By Ken Grauer, MD
Professor Emeritus in Family Medicine, College of Medicine, University of Florida
Dr. Grauer is the sole proprietor of KG-EKG Press, and publisher of an ECG pocket brain book.
The rhythm in the figure below was diagnosed as atrial flutter with 4:1 AV conduction. Do you agree? How would you confirm your answer?
As noted in the ECG Review published in the July 15 issue, the most common ventricular response to untreated atrial flutter is with 2:1 AV conduction. But the next most common ventricular response is with 4:1 AV conduction. At first glance, the rhythm in the figure appears to be atrial flutter with this latter conduction ratio. However, close inspection reveals this is not the case.

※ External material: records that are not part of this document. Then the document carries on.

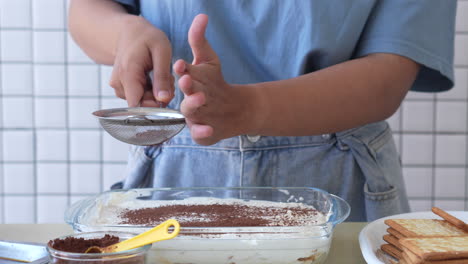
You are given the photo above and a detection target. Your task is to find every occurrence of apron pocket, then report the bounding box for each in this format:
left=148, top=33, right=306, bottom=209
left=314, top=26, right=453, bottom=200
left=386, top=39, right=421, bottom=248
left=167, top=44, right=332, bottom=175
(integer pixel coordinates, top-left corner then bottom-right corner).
left=364, top=182, right=401, bottom=221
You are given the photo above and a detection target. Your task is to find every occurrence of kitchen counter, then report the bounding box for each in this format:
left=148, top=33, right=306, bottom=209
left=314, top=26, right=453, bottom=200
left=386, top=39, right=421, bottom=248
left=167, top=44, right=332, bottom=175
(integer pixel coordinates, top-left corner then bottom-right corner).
left=0, top=222, right=367, bottom=263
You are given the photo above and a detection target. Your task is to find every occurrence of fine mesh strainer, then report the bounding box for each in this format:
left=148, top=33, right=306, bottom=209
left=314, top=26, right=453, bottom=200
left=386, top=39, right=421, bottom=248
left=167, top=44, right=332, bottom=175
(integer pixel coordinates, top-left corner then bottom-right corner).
left=93, top=107, right=186, bottom=146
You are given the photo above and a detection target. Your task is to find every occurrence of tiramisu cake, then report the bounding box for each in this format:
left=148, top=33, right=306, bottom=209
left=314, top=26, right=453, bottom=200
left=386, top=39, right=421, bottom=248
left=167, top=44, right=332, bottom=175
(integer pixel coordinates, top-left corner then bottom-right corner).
left=119, top=197, right=326, bottom=228
left=80, top=191, right=332, bottom=264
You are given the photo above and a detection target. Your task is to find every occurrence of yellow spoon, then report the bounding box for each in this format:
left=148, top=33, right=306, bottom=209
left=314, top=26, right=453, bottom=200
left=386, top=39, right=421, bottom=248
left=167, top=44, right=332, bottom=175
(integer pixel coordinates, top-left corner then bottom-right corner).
left=85, top=219, right=180, bottom=253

Use of calipers demonstrates that the small upright deflections on the baseline between QRS complexes definitely are not regular. This makes it extremely unlikely that these deflections represent flutter activity, since flutter waves (by definition) should be extremely regular.
Additionally, there is a changing relationship between these small vertical deflections (seen throughout the baseline on this rhythm strip) and neighboring QRS complexes. In contrast, with atrial flutter, there is usually a constant relationship between atrial deflections and neighboring QRS complexes. This is because with the exception of the variable conduction variant of flutter, there usually will be a readily identifiable repetitive pattern of atrial activity with respect to each QRS complex that results in a predictable conduction ratio.
Finally, if one steps back a bit from this tracing, underlying upright (sinus) P waves can be seen to precede each QRS complex with a fixed (and normal) PR interval. The fact that these sinus P waves are unaffected by the smaller, irregularly occurring upright deflections proves that these smaller, pointed deflections are the result of artifact.
The best way to prove artifact is to go bedside to observe the patient as the ECG is recorded. The patient in this case suffered from Parkinson’s disease, which characteristically produces a tremor at a frequency that approximates the rate of atrial flutter.